Arago continued in her troop, equipment and mail transport role through the end of the war. On May 8, 1865, the Fort Sumter Flag, in its original Fort Sumter mail-bag (addressed "Major Anderson, Fort Sumter, April 14, 1865), was removed from its vault in New York's Bank of Commerce, and loaded aboard the Arago, along with Major General Robert Anderson, Sergeant Peter Hart, numerous dignitaries and their families. Arago delivered the flag and its entourage to Fort Sumter where, four years to the day it was lowered in surrender by then Major Anderson and Private Hart, it was again raised by them in celebration of the Union's victory.

===Postwar===

Following the war her owners, the New York and Havre Line, gave her a general overhaul, including new boilers, repainting inside and out, and newly furnished staterooms and cabins. With the hope for her to regain her pre-war transatlantic glory, Arago left New York on November 25, 1865, with Captain Henry A. Gadsden still in command, with 40 cabin passengers and a cargo of cotton. Despite being sold in December 1866, she remained in this capacity until the autumn of 1867, when she was withdrawn from service.

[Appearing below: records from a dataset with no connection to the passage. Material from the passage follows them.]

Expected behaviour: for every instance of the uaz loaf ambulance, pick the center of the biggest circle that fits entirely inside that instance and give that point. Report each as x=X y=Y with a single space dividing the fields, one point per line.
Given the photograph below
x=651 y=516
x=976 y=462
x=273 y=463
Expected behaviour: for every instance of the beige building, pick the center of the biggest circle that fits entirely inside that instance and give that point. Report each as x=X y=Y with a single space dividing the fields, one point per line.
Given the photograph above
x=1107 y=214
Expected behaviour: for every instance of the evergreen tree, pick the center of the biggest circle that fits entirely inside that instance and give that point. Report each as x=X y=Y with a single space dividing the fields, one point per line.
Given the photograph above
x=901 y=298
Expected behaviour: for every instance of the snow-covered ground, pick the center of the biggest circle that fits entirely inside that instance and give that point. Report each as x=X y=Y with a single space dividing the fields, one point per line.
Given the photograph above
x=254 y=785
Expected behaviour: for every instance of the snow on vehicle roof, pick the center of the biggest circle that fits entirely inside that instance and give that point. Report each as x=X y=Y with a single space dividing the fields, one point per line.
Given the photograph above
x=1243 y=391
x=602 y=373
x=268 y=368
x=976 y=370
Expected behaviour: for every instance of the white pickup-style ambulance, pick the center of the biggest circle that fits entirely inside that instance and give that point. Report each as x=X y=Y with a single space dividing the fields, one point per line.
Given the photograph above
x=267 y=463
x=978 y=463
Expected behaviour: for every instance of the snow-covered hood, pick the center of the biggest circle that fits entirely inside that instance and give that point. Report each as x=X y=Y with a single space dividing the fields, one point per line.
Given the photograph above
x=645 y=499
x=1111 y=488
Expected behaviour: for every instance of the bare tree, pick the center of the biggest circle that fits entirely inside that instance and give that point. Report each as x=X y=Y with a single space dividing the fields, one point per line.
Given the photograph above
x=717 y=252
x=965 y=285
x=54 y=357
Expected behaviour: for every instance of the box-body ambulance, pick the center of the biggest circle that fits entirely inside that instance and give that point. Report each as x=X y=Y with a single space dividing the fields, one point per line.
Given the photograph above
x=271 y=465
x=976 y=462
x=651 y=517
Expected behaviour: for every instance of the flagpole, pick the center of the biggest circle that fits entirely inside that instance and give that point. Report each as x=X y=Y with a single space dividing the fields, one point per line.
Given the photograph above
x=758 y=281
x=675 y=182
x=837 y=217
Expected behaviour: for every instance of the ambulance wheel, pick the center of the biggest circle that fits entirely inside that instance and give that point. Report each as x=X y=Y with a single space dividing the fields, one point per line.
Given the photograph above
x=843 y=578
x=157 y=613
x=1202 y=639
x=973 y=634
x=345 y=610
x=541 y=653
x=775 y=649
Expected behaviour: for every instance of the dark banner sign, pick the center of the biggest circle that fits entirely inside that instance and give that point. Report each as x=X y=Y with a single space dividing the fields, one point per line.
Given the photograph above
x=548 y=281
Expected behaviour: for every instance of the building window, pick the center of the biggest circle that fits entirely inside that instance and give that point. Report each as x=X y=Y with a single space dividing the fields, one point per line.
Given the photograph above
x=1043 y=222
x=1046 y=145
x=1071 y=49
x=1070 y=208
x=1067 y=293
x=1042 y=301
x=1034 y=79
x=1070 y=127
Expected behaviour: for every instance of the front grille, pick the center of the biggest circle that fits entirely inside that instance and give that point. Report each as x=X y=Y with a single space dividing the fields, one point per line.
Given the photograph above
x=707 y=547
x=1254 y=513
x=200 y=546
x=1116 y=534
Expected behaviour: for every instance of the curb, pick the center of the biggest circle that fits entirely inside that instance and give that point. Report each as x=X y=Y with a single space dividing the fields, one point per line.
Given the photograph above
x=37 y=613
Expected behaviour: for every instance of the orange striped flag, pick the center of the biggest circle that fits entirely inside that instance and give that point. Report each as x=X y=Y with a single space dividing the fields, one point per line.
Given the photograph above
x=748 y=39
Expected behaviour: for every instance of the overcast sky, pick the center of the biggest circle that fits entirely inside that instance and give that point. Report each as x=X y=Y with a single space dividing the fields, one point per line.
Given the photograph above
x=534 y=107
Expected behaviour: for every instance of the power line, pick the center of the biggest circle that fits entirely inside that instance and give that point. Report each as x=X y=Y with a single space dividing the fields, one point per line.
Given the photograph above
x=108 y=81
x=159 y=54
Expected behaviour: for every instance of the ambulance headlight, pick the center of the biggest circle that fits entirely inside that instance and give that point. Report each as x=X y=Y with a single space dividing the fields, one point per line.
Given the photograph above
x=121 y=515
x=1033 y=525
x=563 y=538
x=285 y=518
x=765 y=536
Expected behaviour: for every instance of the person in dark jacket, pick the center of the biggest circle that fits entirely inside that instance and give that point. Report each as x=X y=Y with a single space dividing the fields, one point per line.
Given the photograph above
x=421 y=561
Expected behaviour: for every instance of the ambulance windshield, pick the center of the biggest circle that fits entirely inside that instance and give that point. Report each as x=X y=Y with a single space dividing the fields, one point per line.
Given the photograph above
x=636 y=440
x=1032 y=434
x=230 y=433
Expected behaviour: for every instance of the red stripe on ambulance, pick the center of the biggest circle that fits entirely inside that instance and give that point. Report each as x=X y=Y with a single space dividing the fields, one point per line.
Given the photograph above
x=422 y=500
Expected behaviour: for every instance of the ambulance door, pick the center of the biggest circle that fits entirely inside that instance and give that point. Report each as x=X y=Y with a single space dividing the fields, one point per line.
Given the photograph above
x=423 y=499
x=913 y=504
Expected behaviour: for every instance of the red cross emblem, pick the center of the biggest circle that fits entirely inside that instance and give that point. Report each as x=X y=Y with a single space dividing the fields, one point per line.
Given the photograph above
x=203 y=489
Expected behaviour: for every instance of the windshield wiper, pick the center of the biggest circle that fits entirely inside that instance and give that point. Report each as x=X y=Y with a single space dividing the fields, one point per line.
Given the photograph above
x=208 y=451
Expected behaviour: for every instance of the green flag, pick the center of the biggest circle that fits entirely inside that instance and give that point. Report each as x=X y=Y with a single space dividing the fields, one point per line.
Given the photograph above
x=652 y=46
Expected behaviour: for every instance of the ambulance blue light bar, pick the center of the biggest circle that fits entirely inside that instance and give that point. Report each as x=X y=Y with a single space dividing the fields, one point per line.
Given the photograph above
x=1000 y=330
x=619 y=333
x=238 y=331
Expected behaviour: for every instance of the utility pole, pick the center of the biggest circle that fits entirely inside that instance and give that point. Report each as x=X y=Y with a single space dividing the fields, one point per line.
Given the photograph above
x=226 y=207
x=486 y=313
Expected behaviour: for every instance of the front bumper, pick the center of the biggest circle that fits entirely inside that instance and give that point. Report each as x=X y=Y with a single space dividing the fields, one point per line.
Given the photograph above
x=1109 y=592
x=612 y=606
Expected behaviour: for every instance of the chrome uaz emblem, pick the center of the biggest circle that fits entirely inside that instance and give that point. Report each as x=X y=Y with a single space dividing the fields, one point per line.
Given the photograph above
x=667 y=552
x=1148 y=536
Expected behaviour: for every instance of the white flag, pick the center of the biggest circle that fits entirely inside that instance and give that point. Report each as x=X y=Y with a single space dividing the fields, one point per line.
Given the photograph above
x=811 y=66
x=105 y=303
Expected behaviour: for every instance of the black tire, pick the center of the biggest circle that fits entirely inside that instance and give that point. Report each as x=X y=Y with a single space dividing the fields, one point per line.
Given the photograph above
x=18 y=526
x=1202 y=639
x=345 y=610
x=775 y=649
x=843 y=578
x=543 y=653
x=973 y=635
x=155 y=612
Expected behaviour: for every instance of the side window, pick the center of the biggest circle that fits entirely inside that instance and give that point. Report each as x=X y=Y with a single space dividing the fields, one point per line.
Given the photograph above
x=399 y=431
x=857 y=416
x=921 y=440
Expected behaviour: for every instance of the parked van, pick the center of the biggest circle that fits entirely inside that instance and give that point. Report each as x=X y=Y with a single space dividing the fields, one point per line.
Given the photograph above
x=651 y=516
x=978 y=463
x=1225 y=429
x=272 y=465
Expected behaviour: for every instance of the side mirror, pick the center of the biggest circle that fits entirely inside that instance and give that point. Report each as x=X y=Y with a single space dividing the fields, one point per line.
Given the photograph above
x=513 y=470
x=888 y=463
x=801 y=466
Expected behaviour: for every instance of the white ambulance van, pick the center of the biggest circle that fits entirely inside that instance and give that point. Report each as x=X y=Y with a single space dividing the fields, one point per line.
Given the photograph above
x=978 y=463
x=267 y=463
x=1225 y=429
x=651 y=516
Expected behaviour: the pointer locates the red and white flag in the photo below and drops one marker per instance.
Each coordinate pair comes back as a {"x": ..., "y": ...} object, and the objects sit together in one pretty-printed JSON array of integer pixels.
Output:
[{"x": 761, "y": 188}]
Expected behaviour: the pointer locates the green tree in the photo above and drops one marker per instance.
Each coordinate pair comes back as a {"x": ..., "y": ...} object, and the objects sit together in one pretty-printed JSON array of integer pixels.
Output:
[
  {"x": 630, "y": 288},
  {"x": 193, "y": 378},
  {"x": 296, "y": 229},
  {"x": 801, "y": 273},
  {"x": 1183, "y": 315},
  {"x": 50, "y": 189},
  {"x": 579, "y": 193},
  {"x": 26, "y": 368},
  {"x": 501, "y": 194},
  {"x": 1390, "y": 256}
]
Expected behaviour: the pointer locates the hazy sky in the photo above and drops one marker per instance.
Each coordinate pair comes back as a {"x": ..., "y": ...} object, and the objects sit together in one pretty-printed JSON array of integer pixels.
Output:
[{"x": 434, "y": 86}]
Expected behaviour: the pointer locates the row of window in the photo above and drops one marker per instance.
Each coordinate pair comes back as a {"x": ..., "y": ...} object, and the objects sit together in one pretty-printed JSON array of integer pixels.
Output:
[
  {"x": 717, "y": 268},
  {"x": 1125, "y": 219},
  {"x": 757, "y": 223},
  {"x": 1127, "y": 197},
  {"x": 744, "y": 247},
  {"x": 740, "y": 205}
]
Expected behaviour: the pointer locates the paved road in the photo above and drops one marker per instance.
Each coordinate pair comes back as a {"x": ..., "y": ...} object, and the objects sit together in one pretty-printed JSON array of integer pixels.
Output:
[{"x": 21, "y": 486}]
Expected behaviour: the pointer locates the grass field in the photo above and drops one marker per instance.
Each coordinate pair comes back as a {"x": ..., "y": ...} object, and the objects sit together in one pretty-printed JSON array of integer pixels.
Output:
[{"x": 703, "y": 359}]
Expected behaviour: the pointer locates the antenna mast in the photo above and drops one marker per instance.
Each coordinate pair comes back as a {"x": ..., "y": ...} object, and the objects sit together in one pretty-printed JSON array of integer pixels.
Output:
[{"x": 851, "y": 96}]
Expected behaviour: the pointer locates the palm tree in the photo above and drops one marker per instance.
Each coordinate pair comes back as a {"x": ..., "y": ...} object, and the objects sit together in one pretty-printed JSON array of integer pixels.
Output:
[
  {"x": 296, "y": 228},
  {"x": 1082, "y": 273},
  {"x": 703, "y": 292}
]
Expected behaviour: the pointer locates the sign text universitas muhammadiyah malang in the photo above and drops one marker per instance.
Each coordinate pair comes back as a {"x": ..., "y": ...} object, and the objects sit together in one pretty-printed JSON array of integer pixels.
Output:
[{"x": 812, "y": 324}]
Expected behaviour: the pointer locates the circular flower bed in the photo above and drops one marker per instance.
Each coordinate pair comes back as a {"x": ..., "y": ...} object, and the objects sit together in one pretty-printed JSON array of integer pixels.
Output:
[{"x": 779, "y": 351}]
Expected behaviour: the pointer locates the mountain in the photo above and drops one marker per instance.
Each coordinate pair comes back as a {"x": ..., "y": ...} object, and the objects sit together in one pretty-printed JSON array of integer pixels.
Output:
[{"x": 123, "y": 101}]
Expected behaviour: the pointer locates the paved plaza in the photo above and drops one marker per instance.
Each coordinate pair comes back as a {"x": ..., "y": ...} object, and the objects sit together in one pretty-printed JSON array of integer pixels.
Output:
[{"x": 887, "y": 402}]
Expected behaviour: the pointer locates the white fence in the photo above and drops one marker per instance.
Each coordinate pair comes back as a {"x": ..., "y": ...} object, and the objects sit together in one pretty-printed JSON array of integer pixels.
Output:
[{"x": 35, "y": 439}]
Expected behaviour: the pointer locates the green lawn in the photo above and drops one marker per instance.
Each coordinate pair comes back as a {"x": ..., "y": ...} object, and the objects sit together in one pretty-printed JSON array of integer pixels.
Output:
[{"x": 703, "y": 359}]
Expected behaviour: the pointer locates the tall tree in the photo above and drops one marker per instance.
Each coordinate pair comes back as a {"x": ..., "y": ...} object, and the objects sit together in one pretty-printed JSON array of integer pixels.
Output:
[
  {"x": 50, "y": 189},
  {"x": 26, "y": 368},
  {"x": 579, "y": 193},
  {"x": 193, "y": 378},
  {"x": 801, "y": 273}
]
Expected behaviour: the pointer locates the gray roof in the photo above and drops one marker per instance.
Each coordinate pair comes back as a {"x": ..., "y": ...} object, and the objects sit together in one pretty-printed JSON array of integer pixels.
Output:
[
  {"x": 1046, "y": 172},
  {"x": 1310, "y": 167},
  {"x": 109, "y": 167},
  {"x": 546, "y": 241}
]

In 1868–1869, Arago and her sister ship Fulton were chartered briefly by the Ruger Brothers for passenger service. However, without government subsidized mail service, both ships proved too costly for this purpose, given the stiff competition from more efficient screw steamers and European competitors. In mid December 1868, Arago survived a devastating storm at sea, while transiting from New York to Falmouth, England.

After making two round-trip voyages for Ruger American Lines, Arago was sold to the Peruvian government in 1869. Fulton was deemed to be unseaworthy and broken up for scrap. Shortly after Aragos departure for Peru in early May, and before changing her flag, claims were made she had loaded up with mercenaries, arms and supplies to support revolutionists in Cuba. That later proved to be unfounded. As late as 1912, she was believed to still be in Peruvian service.